The report “The new faces of the Vietnamese consumer” said that in the next decade, Vietnam’s middle class was expected to continue to grow, spreading out geographically and becoming more diverse.
Powered by continued investments in its manufacturing sector, dynamic foreign direct investment and rising productivity, Vietnam has been a consistent outperformer in Asia.
Vietnam is well positioned to be a significant driver of the next chapter of Asia’s consumption story. Over the next decade, 36 million more consumers may join Vietnam’s consuming class, defined as consumers who spend at least 11 USD a day in purchasing power parity terms.
This is a major change. In 2000, less than 10 percent of Vietnam’s population were members of the consuming class, which has risen to 40 percent today. By 2030, this figure may be close to 75 percent.
New consumption power is emerging not only from those who have entered the consuming class for the first time, but from the consuming class’s sharp rise within the income pyramid.
The two highest tiers of the consuming class (those spending 30 USD or more per day) are growing the fastest and may account for 20 percent of Vietnam’s population by 2030.
“Urbanisation is an important contributor to income growth. Vietnam’s urban population is projected to surge by 10 million over the next decade as the share of the country’s urban population rises from 37 percent in 2020 to 44 percent by 2030,” the report said.
“Cities are likely to be Vietnam’s engine of growth, contributing roughly 90 percent of all consumption growth over the next decade. The story of Vietnam’s urbanisation has often been centered around the populous cities of Hanoi and Ho Chi Minh City, with each city home to more than 10 million people and most of Vietnam’s middle class. However, our analysis finds that over the next decade, sources of urban consumption are likely to spread to smaller cities, including Can Tho, Da Nang and Hai Phong.”
Across Asia, households are shrinking. The size of the average Vietnamese household has decreased by around 20 percent over the past two decades, from 4.5 people per household in 1999 to 3.5 people per household in 2019.
If the experience of other Asian markets holds true in Vietnam, the declining size of households may lead to new types of demand, including smaller homes, increased ownership of pets and new forms of entertainment.
Vietnam remains a young country overall, with a median age of 32 in 2020. However, the number of people aged 60 and over is projected to increase by 5 million; seniors could account for more than 17 percent of Vietnam’s population by 2030.
Spending by seniors is expected to triple in the next decade, growing at more than double the rate for the population as a whole.
So-called digital natives born between 1980 and 2012, including members of Generation Z and millennials, are expected to account for around 40 percent of Vietnam’s consumption by 2030.

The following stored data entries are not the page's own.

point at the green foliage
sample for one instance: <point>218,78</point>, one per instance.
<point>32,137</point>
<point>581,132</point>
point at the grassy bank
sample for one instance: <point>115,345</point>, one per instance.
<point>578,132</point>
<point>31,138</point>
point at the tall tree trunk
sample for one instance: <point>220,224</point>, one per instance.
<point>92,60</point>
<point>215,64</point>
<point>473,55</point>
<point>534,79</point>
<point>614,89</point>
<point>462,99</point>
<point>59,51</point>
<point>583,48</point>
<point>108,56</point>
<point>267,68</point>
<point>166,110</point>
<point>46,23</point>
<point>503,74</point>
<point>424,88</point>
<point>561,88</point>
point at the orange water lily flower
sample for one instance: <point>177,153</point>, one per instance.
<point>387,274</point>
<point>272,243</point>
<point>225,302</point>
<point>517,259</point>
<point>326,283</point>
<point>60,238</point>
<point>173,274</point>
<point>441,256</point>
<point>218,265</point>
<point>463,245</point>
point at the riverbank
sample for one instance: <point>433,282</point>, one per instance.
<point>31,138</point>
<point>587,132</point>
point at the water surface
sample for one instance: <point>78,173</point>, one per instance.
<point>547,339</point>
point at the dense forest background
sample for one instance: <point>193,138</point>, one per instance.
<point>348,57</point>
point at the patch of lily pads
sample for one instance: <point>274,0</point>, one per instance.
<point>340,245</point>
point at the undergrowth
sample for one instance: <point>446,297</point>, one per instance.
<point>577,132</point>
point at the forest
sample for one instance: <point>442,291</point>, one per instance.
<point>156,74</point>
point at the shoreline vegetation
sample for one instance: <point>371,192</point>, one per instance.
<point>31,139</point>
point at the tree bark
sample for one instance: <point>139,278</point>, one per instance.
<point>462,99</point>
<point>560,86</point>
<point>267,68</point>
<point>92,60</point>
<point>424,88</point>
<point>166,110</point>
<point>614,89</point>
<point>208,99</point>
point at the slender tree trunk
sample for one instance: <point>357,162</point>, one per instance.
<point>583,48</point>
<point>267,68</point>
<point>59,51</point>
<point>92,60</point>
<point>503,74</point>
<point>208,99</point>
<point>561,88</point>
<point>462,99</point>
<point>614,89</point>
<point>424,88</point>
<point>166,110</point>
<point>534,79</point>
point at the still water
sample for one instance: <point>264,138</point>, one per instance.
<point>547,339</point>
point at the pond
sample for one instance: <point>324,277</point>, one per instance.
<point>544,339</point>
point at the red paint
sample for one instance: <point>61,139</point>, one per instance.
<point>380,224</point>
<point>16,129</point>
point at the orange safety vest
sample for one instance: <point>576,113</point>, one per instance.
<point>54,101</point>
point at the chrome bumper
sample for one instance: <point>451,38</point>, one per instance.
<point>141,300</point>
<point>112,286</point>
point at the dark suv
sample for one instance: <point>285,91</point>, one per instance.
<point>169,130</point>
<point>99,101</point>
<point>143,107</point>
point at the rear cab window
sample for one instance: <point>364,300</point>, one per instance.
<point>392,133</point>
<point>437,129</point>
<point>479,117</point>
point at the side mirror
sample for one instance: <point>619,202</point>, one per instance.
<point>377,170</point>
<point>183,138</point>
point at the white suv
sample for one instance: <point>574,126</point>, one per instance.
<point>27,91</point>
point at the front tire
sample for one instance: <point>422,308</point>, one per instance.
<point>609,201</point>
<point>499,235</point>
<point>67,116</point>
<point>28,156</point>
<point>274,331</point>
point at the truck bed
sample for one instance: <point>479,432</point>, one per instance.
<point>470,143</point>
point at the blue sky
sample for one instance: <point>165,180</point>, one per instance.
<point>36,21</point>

Members of this digitally savvy generation live online and on their mobiles. Almost 70 percent of Vietnam’s population in 2020 are internet users. Rapid digitisation is changing the daily channels and communication methods used by Vietnamese people, particularly in e-commerce, where regional players, such as Shopee and Lazada, and local players such as Tiki, are active.
The rapid emergence of digital consumers has fuelled innovation in retail and purchasing behaviour./.